1. Virginia wine ain’t bad!
My memories of Virginia wine are actually very pleasant ones: sipping (probably more like drinking) wine at a sorority function in one of the vineyards near University of Virginia. I didn’t know much about wine back then, nor did I care. I was among friends and having a blast. But from what I’m told, Virginia wine has come a long way in the past 13 years.  One reason is that they have started to focus on varietals they do well, namely, Viognier, Cabernet Franc and Petit Verdot. (Despite this trend, the best red wines I tried, from Keswick Vineyards, were both Merlot and Cabernet Sauvignon.) The Petit Verdot coming from this state is pretty cool stuff – it is distinct and different. Dense, packed with fruit and age-worthy to boot, this grape handles the humidity, which is in Virginia to stay, so has great potential. On the white side, Viognier is the grape of the moment. Ripe and rich, many of the wines are BIG, some a bit over-the-top. Granted, most I tasted were from 2010, a very hot year, so I take that into consideration. Worth seeking out to taste, if you find a bottle. Some great wineries to note are Keswick Vineyards, Jefferson Vineyards, Blenheim Winery, Virginia Wineworks, Williamsburg Winery (Chardonnay) and Veritas.

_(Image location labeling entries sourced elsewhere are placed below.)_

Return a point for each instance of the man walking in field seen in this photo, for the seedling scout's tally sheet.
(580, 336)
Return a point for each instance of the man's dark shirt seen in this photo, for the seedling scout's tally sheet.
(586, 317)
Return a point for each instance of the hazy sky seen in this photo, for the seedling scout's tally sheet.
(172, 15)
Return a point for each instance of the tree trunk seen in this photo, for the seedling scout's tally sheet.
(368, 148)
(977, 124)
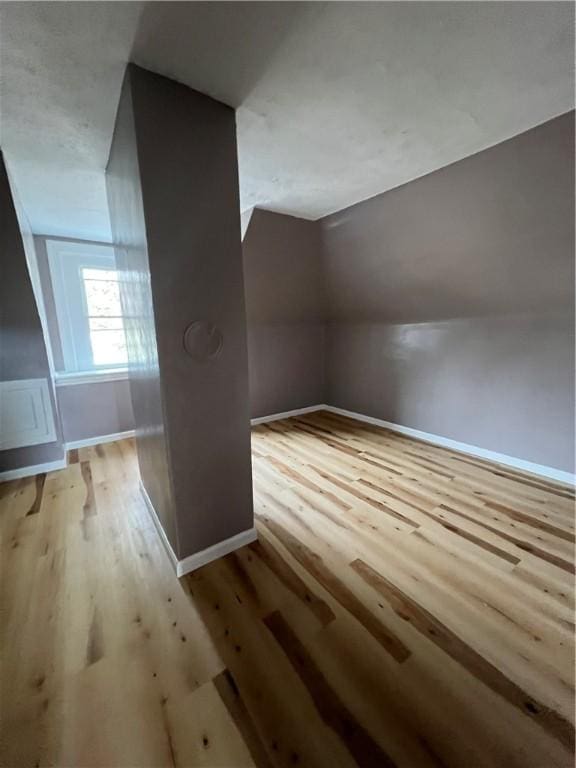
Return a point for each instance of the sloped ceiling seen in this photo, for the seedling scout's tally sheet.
(336, 102)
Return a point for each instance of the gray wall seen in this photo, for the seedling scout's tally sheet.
(451, 300)
(23, 352)
(285, 312)
(129, 230)
(173, 194)
(95, 409)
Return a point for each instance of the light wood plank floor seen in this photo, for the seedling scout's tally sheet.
(404, 606)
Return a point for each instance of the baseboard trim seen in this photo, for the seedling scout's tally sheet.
(541, 470)
(192, 562)
(287, 414)
(158, 525)
(87, 441)
(35, 469)
(205, 556)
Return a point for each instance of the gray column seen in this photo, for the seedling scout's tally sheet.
(172, 182)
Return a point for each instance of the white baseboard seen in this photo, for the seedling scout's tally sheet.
(481, 453)
(36, 469)
(192, 562)
(98, 440)
(158, 525)
(286, 414)
(205, 556)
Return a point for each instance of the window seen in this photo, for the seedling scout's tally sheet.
(87, 296)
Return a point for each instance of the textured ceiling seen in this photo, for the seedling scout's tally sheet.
(336, 101)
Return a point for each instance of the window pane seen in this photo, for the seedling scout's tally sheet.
(99, 274)
(108, 347)
(106, 323)
(102, 297)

2. Alternative Packaging on the rise!
I admit it, I am a sucker for alternative packaging. I like finding new ways (greener ways!) to enclose wine rather than the standard bottle. I’m not saying I want to see Chateau Haut Brion go the way of Tetra Pak, but for my certain wines, I love to see less waste in my recycle bin. A couple I discovered this weekend include CalNaturale, who is putting some yummy organic grapes into a Tetra Pak (Chardonnay and Cabernet Sauvignon). The Chardonnay is crisp and bright and a perfect pack to put in my stroller’s cup holder. Am I allowed to say that? The other great pick was the Climber pouch, made by those behind the Clif bar, which is already a good in a bottle, but is quite fascinating in a pouch. This particular “pouch,” which looks like a giant Capri Sun, holds  a magnum of wine, but weighs as much as a standard glass bottle. After it’s opened, it stays fresh for about 30 days and is perfect for campers or a party. Great packaging and lower footprint.

3. Heat and Humidity make enjoying wine difficult
I wish I had more wines to write about – our delightful jaunt to Monticello was dampered by 100 degree heat and the same level of  humidity. It was pretty incredible to tour Monticello again, but I do wish being outside had been more enjoyable – I would have I’m sure enjoyed many more wines. Even those pouring their wine, trying to look enthusiastic but drenched in sweat, seemed put out.

So, from my few takeaways: try a Virginia wine if you can find one, you may be surprised. Grab a tetra pack or octavin (we love these) for your fridge. And when it’s hot and humid outside, find a pool and drink an ice cold beer!